SLAC NATIONAL ACCELERATOR LABORATORY
SLAC NATIONAL ACCELERATOR LABORATORY
Joint Center for Structural Genomics, SLAC National Accelerator Laboratory, Menlo Park, CA
High-throughput Protein 3D Structure Determination
The Joint Center for Structural Genomics (JCSG) was a research consortium member of the National Institutes of Health (NIH) sponsored Protein Structure Initiative (PSI), a large-scale project whose goal was to develop high-throughput methodologies that would reduce the costs of and accelerate protein structure determination and to use these methodologies to determine the 3D structures of proteins from a wide array of organisms on a genome-wide scale to identify new protein folds and to help elucidate their functions.

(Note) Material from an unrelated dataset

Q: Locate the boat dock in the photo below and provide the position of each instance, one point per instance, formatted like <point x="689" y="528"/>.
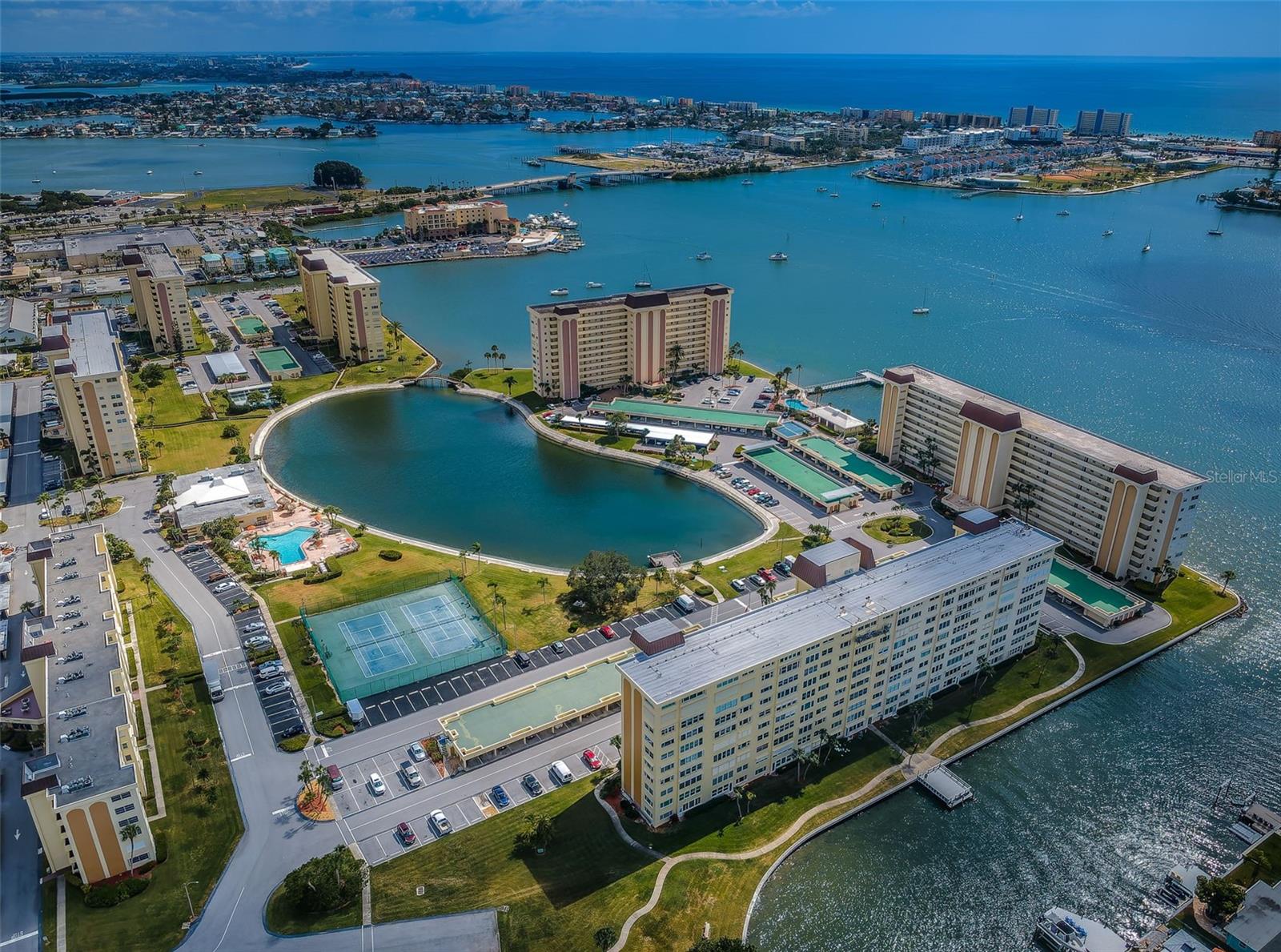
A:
<point x="858" y="380"/>
<point x="950" y="788"/>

As an associate scientist in the structure determination core of the JCSG, my research focused on the high-throughput crystal structure determination and refinement of a wide array of protein structures. In addition to X-ray data collection and the determination and refinement of structures, I also analyzed the structures using bioinformatics tools (e.g., BLAST, Clustal, Dali, etc.) to further probe their biological and functional significance. The structures which I refined and analyzed are listed in Table 1 below.
Table 1. List of the protein 3D atomic structures that I worked on at the JCSG. The PDB ID links for viewing the 3D structures are provided. Proteins marked with an asterisk by its number were studied in further detail and described below.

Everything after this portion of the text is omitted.